Was sind diese zentralen Herausforderungen?

Körzell: Zum einen betrifft dies die Bereitstellung einer angemessenen öffentlichen Daseinsvorsorge, also beispielsweise Bahnstrecken, Krankenhäuser oder Berufsschulen. Bei der zukünftigen Förderung strukturschwacher Regionen darf es zudem nicht um Himmelsrichtungen gehen, vielmehr müssen wir die Bedarfe aller benachteiligten Regionen in den Blick nehmen! Zentral ist, dass die Städte und Gemeinden auch handlungsfähig sind. Dazu müssen sie aber auch Geld in die Hand nehmen können. Viele Kommunen sind jedoch wegen neuer Zuständigkeiten, hoher Sozialausgaben, oder durch den Strukturwandel so durch die Schuldentilgung gelähmt, dass sie wichtige Aufgaben und Investitionen nicht mehr erfüllen können. Schwimmbäder machen zu, Schulen verfallen. Da verlieren die Menschen – zurecht – das Vertrauen in den Staat. Das Problem von überschuldeten Kommunen ist dabei keines, was ausschließlich das Ruhrgebiet trifft, ganz im Gegenteil. Nahezu alle Bundesländer sind betroffen, insbesondere westdeutsche Flächenländer wie NRW, Rheinland-Pfalz und das Saarland. Aber auch Kommunen in Mecklenburg-Vorpommern und Sachsen-Anhalt müssen ihre Haushalte regelmäßig „überziehen“. Deshalb brauchen wir zunächst einen bundesweiten kommunalen Altschuldentilgungsfonds.
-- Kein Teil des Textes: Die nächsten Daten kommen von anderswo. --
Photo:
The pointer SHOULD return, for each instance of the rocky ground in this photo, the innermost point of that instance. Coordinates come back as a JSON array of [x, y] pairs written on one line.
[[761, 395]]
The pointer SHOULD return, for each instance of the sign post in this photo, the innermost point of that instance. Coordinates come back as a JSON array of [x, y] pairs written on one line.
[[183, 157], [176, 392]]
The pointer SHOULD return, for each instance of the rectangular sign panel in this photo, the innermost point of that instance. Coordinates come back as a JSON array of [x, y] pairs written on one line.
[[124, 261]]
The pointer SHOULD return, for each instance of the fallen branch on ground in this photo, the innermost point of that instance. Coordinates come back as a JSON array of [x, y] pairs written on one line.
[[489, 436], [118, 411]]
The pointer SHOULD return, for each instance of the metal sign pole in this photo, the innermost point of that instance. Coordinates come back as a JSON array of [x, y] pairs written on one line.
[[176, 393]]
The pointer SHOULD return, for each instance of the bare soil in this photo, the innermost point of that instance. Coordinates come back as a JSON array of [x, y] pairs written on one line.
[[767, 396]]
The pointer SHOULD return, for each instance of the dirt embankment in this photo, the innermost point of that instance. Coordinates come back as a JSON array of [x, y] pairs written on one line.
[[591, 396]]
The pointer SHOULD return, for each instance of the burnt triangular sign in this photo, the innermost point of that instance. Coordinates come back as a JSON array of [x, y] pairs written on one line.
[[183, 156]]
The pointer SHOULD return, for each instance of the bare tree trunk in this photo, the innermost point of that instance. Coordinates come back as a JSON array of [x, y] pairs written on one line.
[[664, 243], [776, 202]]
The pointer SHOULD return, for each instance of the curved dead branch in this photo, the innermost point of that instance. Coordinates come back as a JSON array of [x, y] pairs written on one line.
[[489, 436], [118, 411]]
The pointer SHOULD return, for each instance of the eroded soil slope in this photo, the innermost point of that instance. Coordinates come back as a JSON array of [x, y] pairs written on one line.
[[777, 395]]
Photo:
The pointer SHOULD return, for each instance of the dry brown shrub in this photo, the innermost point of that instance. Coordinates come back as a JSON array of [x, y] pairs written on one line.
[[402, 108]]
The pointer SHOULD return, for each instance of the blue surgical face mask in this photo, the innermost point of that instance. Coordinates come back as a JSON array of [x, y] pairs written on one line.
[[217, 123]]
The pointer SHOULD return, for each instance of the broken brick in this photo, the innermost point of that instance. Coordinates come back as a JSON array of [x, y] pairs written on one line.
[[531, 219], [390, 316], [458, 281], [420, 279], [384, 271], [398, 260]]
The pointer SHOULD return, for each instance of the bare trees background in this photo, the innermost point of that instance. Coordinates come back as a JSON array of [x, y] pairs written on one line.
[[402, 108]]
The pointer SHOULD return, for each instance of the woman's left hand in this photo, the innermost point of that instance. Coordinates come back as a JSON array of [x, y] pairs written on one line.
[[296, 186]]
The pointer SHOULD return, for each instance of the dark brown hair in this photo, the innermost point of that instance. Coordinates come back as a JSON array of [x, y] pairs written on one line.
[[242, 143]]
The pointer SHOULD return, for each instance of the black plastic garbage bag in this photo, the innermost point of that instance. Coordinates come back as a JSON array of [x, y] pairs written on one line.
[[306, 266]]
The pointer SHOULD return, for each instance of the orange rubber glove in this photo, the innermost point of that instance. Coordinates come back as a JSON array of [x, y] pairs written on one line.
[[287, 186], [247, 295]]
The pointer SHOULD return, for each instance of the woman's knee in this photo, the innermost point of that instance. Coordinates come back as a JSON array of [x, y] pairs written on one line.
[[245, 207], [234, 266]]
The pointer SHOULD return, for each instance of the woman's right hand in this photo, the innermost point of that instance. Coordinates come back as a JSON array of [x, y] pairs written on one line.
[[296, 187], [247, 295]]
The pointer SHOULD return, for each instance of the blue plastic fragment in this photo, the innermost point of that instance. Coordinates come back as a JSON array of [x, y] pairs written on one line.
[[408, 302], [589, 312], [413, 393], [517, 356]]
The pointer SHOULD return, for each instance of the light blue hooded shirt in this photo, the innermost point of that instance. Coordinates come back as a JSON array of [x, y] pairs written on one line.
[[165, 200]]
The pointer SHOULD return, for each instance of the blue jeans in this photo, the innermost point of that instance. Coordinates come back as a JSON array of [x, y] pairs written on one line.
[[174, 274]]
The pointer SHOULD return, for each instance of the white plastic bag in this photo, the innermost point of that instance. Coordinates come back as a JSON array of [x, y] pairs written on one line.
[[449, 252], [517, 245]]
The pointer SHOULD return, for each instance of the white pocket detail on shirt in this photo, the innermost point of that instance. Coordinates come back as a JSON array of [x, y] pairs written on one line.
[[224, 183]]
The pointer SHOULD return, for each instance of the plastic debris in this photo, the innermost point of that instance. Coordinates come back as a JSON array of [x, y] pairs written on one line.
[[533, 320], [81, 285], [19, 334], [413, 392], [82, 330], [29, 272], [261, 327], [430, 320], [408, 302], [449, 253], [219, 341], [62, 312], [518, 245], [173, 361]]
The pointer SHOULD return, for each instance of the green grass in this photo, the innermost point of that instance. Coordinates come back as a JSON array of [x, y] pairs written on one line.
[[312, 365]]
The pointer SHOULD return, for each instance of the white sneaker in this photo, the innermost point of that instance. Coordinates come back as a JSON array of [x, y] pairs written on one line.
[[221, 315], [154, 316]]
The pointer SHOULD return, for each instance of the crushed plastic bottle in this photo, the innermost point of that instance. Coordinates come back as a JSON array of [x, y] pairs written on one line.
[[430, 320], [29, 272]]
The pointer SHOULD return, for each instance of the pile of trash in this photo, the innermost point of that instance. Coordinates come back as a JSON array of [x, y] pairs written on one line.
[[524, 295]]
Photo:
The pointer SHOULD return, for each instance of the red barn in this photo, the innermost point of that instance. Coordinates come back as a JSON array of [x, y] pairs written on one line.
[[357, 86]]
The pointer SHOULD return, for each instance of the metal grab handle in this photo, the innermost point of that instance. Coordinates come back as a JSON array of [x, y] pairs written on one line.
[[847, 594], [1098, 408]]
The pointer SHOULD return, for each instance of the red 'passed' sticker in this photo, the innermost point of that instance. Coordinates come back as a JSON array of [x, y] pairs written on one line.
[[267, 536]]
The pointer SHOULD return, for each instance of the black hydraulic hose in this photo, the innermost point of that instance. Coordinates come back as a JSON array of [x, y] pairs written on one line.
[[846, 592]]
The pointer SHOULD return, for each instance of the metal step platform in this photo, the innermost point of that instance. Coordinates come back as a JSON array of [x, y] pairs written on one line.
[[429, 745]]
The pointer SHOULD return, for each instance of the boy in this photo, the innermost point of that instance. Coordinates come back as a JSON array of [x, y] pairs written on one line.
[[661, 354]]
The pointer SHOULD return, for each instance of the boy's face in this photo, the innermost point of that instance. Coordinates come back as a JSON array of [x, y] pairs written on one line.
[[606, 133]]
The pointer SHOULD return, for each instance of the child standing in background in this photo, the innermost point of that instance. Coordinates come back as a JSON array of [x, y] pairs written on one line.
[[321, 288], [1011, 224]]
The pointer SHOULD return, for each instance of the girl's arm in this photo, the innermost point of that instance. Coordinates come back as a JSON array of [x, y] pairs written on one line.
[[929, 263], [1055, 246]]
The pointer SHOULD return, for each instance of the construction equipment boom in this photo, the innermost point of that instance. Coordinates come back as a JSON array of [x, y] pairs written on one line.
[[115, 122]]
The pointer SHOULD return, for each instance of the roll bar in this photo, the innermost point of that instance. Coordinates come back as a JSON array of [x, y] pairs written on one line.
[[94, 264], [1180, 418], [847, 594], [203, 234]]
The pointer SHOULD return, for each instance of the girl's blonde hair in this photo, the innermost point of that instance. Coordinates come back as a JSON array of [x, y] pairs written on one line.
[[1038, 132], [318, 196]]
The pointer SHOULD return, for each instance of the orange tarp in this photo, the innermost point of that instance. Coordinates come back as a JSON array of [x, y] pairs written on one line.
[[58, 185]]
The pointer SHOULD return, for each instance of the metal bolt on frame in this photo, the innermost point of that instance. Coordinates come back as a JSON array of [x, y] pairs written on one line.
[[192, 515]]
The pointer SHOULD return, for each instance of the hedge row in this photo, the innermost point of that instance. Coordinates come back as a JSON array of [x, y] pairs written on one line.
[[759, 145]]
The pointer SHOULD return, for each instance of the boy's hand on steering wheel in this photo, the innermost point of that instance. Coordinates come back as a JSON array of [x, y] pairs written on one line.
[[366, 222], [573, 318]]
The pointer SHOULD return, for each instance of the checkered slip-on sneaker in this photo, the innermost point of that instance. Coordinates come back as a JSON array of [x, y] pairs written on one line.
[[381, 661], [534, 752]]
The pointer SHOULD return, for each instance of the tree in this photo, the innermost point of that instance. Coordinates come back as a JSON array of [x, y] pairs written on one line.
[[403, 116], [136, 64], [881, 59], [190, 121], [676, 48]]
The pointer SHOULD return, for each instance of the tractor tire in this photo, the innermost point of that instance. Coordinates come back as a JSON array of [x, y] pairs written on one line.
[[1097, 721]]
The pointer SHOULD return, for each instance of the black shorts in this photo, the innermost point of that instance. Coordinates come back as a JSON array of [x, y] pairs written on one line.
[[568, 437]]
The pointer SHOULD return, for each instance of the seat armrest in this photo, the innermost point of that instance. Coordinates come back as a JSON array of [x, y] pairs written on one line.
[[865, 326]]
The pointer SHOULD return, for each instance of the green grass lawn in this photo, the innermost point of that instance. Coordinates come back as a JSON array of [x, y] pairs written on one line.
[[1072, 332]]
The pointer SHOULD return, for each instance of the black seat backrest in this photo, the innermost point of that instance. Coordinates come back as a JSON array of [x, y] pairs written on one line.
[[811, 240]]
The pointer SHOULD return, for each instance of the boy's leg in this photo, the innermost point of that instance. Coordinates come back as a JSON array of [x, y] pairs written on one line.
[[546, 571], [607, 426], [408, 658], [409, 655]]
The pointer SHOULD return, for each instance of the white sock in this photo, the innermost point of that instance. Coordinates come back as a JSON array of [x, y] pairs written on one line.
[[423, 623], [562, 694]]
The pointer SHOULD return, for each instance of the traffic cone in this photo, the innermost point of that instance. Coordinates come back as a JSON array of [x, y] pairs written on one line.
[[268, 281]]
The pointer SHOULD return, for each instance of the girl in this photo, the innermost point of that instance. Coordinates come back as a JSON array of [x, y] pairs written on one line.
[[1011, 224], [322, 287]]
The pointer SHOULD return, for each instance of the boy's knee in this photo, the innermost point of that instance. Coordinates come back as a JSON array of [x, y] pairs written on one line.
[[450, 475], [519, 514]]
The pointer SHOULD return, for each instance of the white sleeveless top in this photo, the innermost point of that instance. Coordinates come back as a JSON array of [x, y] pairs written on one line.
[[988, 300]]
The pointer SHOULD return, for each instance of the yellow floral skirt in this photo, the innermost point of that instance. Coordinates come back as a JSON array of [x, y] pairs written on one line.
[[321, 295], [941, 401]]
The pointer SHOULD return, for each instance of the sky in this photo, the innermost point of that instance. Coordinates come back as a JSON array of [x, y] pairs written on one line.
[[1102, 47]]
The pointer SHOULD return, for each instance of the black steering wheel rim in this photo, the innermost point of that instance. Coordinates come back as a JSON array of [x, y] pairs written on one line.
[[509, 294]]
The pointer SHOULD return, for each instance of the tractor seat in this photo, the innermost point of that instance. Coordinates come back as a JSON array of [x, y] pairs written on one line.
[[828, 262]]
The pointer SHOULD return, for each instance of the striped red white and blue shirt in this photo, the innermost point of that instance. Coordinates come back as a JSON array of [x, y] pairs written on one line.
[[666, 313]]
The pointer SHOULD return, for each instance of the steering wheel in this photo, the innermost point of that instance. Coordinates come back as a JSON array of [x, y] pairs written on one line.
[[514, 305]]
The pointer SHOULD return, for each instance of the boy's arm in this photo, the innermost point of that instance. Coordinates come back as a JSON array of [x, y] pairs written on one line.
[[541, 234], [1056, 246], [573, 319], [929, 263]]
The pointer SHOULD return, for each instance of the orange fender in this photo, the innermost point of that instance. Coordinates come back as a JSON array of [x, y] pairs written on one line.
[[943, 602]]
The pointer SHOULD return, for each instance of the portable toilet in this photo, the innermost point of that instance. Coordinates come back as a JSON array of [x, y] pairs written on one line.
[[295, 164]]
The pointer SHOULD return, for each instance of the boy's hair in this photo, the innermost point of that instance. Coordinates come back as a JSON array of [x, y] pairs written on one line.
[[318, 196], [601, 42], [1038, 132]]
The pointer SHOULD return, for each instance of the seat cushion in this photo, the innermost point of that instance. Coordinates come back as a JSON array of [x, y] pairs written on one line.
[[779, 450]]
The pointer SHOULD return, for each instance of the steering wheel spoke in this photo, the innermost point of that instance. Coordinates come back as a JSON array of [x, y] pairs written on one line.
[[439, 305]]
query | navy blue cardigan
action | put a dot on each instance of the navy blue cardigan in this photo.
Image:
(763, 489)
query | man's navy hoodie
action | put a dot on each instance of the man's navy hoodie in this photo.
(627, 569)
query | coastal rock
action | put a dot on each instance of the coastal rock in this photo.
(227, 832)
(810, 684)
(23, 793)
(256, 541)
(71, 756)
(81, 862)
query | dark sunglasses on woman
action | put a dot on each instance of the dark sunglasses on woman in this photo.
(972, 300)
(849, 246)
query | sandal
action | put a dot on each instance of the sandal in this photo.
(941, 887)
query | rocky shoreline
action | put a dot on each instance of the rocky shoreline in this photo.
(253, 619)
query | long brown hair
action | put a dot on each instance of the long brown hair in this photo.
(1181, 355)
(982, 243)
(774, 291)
Der DGB in NRW hat ein solches Modell bereits in einem Brief an die Landesregierung gefordert.

Wie funktioniert ein Altschuldentilgungsfonds?

Körzell: Als gemeinsame Einrichtung von Bund, Ländern und Gemeinden kann ein Altschuldentilgungsfonds zunächst Kredite von überschuldeten Kommunen zusammenfassen und zurückzahlen. Das kann ein solcher Fonds deshalb, da er auf dem Kapitalmarkt bessere Konditionen für eine Kreditaufnahme möglich machen kann, als einzelne Gemeinden. Das bedeutet aber nicht, dass der Fonds einfach zahlt und die Kommunen dann schuldenfrei wären. Alle politischen Ebenen, also Bund, Länder und Kommunen, müssen sich bei der Rückzahlung beteiligen. Die Entschuldung ist dabei kein Selbstzweck – finanzielle Handlungsspielräume der Kommunen kommen den Bürgerinnen und Bürgern, Beschäftigten, sowie dem Ziel der gleichwertigen Lebensverhältnisse zugute. Ein Altschuldentilgungsfonds allein löst die Defizite bei der Versorgung mit öffentlichen Gütern jedoch nicht – bröckelt die Einnahmebasis der Gemeinden, verpufft der finanzielle Spielraum bereits nach wenigen Jahren. Wir müssen daher zusätzlich Besserverdienende stärker an der Finanzierung des Gemeinwesens, auch auf kommunaler Ebene, beteiligen. Denn im Zweifel können die sich Bildung, Gesundheit und Sicherheit erkaufen, während alle anderen auf der Strecke bleiben. Dazu brauchen wir eine Reform der Erbschafts- und Vermögenssteuer genauso, wie die Weiterentwicklung der Gewerbesteuer hin zu einer Gemeindewirtschaftssteuer, die auch Freiberufler mit einbezieht. Wir fordern die Kommission Gleichwertige Lebensverhältnisse daher auf, den finanziellen Handlungsspielraum der Kommunen zu erhöhen, da dies der Schlüssel für gleichwertige Lebensverhältnisse ist!